Almanya’da 2000-2007 yılları arasında sekizi Türk on kişinin öldürülmesi,
çeşitli bombalı saldırılar ve silahlı soygun suçlarının faili olan
“Nasyonal Sosyalist Yeraltı” (NSU) isimli Neo-Nazi terör örgütünün üye ve
destekçilerinin beş yıldır devam eden yargılama süreci bugün sona ermiştir.
Almanya’da II. Dünya Savaşı’ndan bu yana en büyük ırkçı terör faaliyeti
olarak tanımlanan davaya ait süreç, ülkemiz ve Almanya Türk toplumu
tarafından en başından beri yakından takip edilmiştir.
Sözkonusu dava sonucunda baş sanığın müebbet hapis cezasına ve diğer dört
sanığın ise değişen süreli hapis cezalarına çarptırılmalarını not ettik.
Bununla birlikte, maalesef bugün verilen karar NSU cinayetlerinin arka
planını ve derin devlet ile istihbarat içindeki bağlantılarını tüm
boyutlarıyla açıklığa kavuşturmamış, gerçek suçlular ortaya
çıkarılmamıştır. Bu bakımdan kararı, adaletin tecellisi ve kamu vicdanının
rahatlatılması bakımından tatmin edici bulmuyoruz. Soruşturmaların
başlangıç aşamalarında pek çok önyargıyla karşılaşan ve mağdur edilen
kurban aileleri ile Almanya’daki Türk toplumunun duyguları, henüz dinmemiş
acıları milletimizce paylaşılmaktadır.
Bu vesileyle, NSU cinayetleri gibi, 1985 yılında Hamburg, 1992 yılında
Mölln, 1993 yılında Solingen’de Türklere karşı düzenlenen ırkçı
saldırıların da zihinlerimizde tazeliğini koruduğunu hatırlatmak isteriz.
Şansölye Merkel’in 2012 yılında verdiği söz çerçevesinde NSU cinayetlerinin
ve diğer faili meçhul kalan, ırkçı, yabancı düşmanlığı saikli cinayetlerin
faillerinin tamamının adalete teslim edilmesi, Almanya’daki Türk toplumunun
devletin güvenlik ve yargı kurumlarına güvenlerinin güçlendirilmesi
bakımından önem taşımaktadır.
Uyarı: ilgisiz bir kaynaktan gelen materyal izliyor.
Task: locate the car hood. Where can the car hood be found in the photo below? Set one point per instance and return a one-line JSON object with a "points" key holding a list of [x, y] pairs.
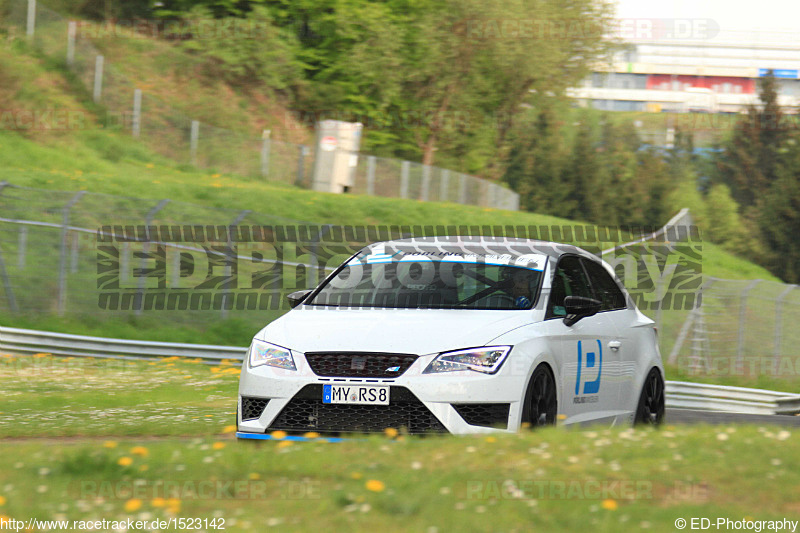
{"points": [[418, 331]]}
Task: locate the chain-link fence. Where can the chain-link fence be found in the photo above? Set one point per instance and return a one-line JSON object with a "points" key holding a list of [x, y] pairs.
{"points": [[115, 259], [741, 328], [185, 140]]}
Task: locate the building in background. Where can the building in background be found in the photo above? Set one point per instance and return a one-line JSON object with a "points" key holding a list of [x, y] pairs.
{"points": [[711, 75]]}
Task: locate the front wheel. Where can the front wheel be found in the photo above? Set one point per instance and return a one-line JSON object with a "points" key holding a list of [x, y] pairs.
{"points": [[650, 410], [540, 407]]}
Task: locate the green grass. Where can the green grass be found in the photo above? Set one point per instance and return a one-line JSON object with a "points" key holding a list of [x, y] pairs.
{"points": [[553, 480], [91, 439], [67, 397], [106, 160]]}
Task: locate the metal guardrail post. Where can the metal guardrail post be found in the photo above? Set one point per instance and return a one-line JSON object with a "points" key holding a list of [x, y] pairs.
{"points": [[97, 90], [265, 149], [62, 259], [72, 30], [22, 246], [426, 182], [194, 137], [444, 185], [137, 112], [743, 319], [462, 191], [12, 302], [301, 163], [31, 22]]}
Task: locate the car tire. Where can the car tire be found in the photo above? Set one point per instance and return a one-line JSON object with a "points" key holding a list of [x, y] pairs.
{"points": [[541, 406], [650, 409]]}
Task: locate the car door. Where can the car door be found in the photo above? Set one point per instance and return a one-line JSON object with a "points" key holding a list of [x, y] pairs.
{"points": [[584, 349], [624, 322]]}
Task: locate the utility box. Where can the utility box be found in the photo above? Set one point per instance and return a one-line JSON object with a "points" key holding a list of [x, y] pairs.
{"points": [[336, 155]]}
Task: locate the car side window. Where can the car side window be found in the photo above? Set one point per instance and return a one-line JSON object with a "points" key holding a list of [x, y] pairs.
{"points": [[569, 280], [605, 288]]}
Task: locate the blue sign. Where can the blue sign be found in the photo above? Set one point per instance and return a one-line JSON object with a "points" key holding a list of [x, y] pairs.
{"points": [[787, 73], [592, 359]]}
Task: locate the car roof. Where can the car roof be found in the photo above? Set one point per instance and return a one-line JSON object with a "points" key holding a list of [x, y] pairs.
{"points": [[482, 245]]}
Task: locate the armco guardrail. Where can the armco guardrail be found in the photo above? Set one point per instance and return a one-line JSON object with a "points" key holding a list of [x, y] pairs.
{"points": [[28, 341], [679, 394]]}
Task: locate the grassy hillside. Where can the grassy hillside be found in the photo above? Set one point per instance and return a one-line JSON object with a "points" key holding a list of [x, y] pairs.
{"points": [[107, 450], [103, 159]]}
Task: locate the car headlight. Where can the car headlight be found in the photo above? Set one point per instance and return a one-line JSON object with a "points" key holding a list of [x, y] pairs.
{"points": [[486, 359], [264, 353]]}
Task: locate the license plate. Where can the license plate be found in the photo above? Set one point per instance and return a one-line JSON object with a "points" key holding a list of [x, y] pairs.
{"points": [[355, 394]]}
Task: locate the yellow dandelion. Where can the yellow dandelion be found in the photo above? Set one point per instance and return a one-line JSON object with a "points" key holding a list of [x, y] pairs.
{"points": [[133, 505], [140, 450], [174, 505], [610, 505], [375, 486]]}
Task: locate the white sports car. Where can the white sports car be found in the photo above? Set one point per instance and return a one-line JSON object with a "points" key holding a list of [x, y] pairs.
{"points": [[458, 335]]}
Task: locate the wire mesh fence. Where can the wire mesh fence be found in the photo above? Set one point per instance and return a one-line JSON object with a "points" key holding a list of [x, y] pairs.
{"points": [[743, 327], [174, 134]]}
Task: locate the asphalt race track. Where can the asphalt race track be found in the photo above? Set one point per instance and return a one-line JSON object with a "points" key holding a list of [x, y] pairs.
{"points": [[687, 416]]}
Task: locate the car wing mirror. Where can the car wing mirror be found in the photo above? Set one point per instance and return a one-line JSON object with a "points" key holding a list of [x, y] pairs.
{"points": [[579, 307], [296, 298]]}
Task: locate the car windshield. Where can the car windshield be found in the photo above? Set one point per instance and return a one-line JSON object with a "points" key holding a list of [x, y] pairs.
{"points": [[443, 280]]}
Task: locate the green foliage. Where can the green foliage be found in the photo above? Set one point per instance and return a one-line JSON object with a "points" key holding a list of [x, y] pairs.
{"points": [[750, 160], [725, 225], [250, 52], [780, 217]]}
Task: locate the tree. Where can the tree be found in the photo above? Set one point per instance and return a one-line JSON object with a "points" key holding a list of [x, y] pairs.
{"points": [[780, 217], [749, 161]]}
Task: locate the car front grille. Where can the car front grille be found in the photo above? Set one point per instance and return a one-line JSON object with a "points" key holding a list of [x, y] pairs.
{"points": [[306, 412], [359, 364], [484, 414], [253, 407]]}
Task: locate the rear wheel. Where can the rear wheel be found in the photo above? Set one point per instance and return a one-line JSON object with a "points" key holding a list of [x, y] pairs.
{"points": [[650, 410], [540, 407]]}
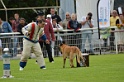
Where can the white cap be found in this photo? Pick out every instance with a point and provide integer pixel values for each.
(49, 15)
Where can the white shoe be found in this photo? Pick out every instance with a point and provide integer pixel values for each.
(52, 62)
(21, 69)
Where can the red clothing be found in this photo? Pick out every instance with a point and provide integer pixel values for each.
(48, 30)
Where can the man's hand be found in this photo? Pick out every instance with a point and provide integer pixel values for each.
(47, 41)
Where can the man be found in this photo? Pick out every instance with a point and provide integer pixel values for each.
(5, 27)
(54, 16)
(87, 22)
(113, 20)
(66, 20)
(48, 30)
(32, 32)
(22, 23)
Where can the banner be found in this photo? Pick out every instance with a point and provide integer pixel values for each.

Bundan sonraki aşamada da konunun takipçisi
olmaya devam edeceğiz.
Ayrıca, Almanya’daki ırkçılık ve yabancı düşmanlığının zirve noktalarından
birisini teşkil eden NSU cinayetlerinin benzerlerinin tekrarlanmaması ve
Avrupa’da artan ırkçılıkla mücadelenin taviz verilmeden yürütülmesi için
AFC makamlarından her türlü tedbiri almalarının, bu kapsamda özellikle
siyasetçilerin ve medyanın popülizme kapılmadan aklı selimle hareket
etmeleri gerektiğinin önemine bir kez daha vurgu yapmak istiyoruz.